Wie bereits in den vorhergegangenen Teilen deckt Knausgård schonungslos auf, scheut keine Peinlichkeit, von Onanie bis zur Untreue im Suff; er zeigt sich streckenweise von einer Seite, die fast nur als unsympathisch bezeichnet werden kann. In dieser Offenheit entdeckt man aber auch, dass das, was Knausgård hier beschreibt, bei ehrlicher Betrachtung nur zutiefst menschlich ist. Vieles von dem, was er durchlebt, könnte man auch in der eigenen Biografie finden, ließe man seiner Erinnerung freien, unzensierten Lauf.

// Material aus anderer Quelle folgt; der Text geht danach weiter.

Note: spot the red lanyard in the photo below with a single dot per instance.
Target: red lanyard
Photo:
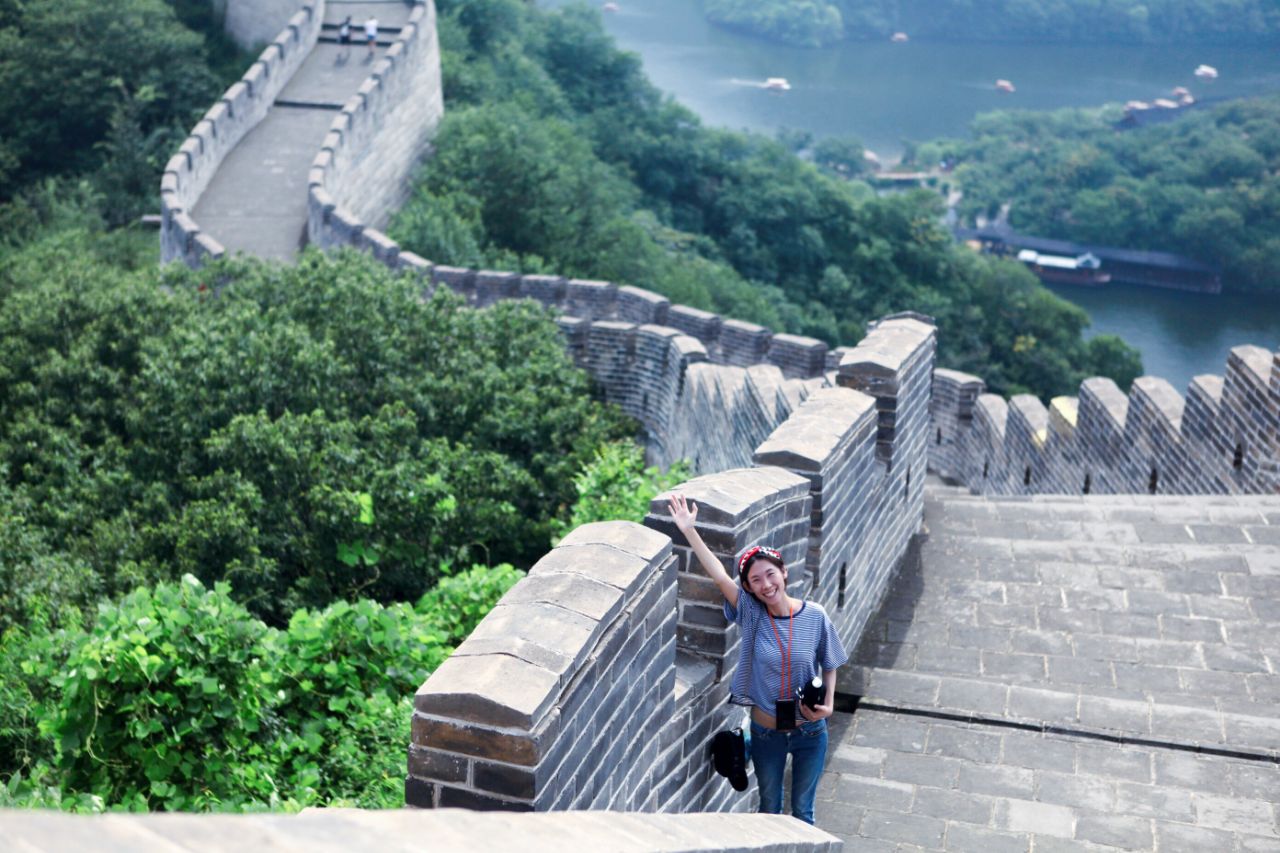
(786, 653)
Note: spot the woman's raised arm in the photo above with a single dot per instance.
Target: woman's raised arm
(684, 512)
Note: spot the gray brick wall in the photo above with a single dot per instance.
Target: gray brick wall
(1221, 438)
(599, 679)
(225, 123)
(366, 162)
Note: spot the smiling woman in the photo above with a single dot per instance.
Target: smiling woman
(772, 673)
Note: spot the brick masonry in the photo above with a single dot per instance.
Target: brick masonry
(225, 123)
(599, 679)
(365, 164)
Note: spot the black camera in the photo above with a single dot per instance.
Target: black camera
(812, 693)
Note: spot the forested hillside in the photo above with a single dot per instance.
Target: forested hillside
(1206, 186)
(819, 22)
(245, 511)
(558, 155)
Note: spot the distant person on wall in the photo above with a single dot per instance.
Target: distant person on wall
(786, 642)
(344, 36)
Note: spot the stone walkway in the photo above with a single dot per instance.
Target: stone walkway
(257, 200)
(1070, 674)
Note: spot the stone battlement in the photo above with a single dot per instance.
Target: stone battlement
(1221, 438)
(236, 113)
(599, 679)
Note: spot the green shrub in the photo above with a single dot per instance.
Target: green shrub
(457, 603)
(346, 678)
(617, 486)
(167, 705)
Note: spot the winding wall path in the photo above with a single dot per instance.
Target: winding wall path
(310, 114)
(257, 200)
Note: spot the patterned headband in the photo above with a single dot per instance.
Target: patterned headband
(758, 551)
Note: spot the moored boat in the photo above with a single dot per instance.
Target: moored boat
(1084, 269)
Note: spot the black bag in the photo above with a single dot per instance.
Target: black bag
(728, 757)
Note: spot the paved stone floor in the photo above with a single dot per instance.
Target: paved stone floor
(257, 200)
(1070, 674)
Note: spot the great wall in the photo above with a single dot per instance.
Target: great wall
(1107, 671)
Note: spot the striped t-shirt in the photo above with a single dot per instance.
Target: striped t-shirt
(814, 647)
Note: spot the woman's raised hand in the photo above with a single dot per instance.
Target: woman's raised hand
(684, 511)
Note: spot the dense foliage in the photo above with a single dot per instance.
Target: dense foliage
(314, 432)
(1206, 186)
(558, 155)
(178, 698)
(818, 22)
(618, 486)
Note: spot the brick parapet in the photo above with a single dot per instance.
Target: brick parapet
(618, 630)
(1221, 438)
(365, 164)
(574, 662)
(951, 409)
(224, 124)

Dieses schonungslose Sezieren seines Innenlebens hat einerseits natürlich mit narzisstischer Selbstbeschauung zu tun, die allerdings ein unverzichtbarer Bestandteil des künstlerischen Schaffensprozesses ist. In keinem Gebiet der Kunst wäre ohne eine Portion Narzissmus ein großes Kunstwerk geschaffen worden. Knausgårds Konsequenz, stur offenzulegen, was normalerweise privat bleibt, führt hier, auch dank seiner geradlinigen und immer den Weg nach Erkenntnis suchenden Prosa, die von Paul Berf blendend ins Deutsche übersetzt worden ist, dazu, dass man kein Tagebuch eines narzisstischen Möchtegernwichtigtuers liest, sondern ein existenzialistisches Opus Magnum eines ganz großen Schriftstellers, der einfach mindestens dreitausend Seiten braucht, um mit sich einerseits und mit seiner Rolle in dieser Gesellschaft andererseits reinen Tisch zu machen. Diesem Prozess folgt man gespannt und aufmerksam, lernt dazu und hat immer wieder das Gefühl, dass Knausgård Dinge zu Tage fördert, die man selbst so gerne formuliert und erkannt hätte.

Und das ist eindeutig wirklich große Literatur. Absolute Empfehlung.

(Roland Freisitzer; 11/2015)


Karl Ove Knausgård: "Träumen"
(Originaltitel "Min Kamp V")
Aus dem Norwegischen von Paul Berf.
Luchterhand Literaturverlag, 2015. 794 Seiten.